In der 1. Klasse Ost lieferte der SC Höflein dem SK Breitenfurt ein intensives Duell, das die Gäste mit 2:1 für sich entschieden. Nach torloser erster Hälfte brachte Arif Kilicaslan Höflein in Führung, ehe Florian Germ und Halil Erbay die Partie spät drehten. Trainer Ernst Horvath sprach von einem starken Auftritt seiner Elf, haderte aber mit der Chancenverwertung – und lobte den Breitenfurt-Goalie als Matchwinner dieses Abends.

Image by Phillip Kofler from Pixabay
Schon in den ersten Minuten nahm Höflein das Heft in die Hand und blieb bis zur Pause das aktivere Team.

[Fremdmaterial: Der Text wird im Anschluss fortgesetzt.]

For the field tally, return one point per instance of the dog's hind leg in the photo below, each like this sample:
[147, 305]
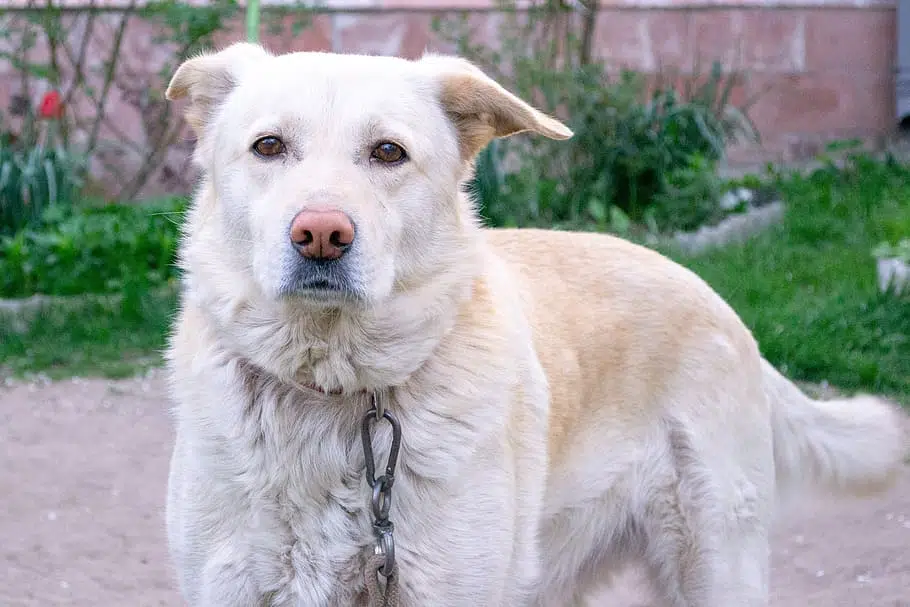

Ernst Horvath brachte es unmittelbar nach Abpfiff auf den Punkt: „Wir waren in der ersten Halbzeit klar die bessere Mannschaft, haben Breitenfurt unter Druck gesetzt und drei, vier Großchancen, darunter zwei Stangenschüsse, herausgespielt.“ Es blieb dennoch beim 0:0, weil die Hausherren sich nicht belohnten und der Gäste-Tormann einen bärenstarken Tag erwischte. „Leider gelang es uns nicht, den Tormann zu überwinden. Er war heute der Matchwinner für Breitenfurt“, betonte Horvath. Damit war zur Pause vieles gesagt: Höflein hatte mehr vom Spiel, Breitenfurt hielt mit Einsatz und starken Paraden dagegen und wartete auf seine Momente – die sollten später kommen.
Nach dem Seitenwechsel blieb Höflein am Drücker und bekam in Minute 69 endlich das ersehnte Tor: Arif Kilicaslan stellte auf 1:0. Der Treffer passte zum Bild eines Spiels, in dem die Heimischen viel investierten. Doch die Freude währte nur kurz. Drei Minuten später glich Florian Germ zum 1:1 aus – Breitenfurt antwortete sofort. Horvath rang um Erklärungen und blieb bei seiner Linie: „Entscheidend war, dass wir sieben, acht Hochkaräter vernebelt haben. Im Grunde genommen waren wir die eindeutig bessere Mannschaft, aber wenn man keine Tore schießt, gewinnt man kein Spiel.“ Höflein suchte weiter die Entscheidung, doch die Gäste wirkten ab diesem Zeitpunkt effizienter und warteten eiskalt auf die nächste Gelegenheit.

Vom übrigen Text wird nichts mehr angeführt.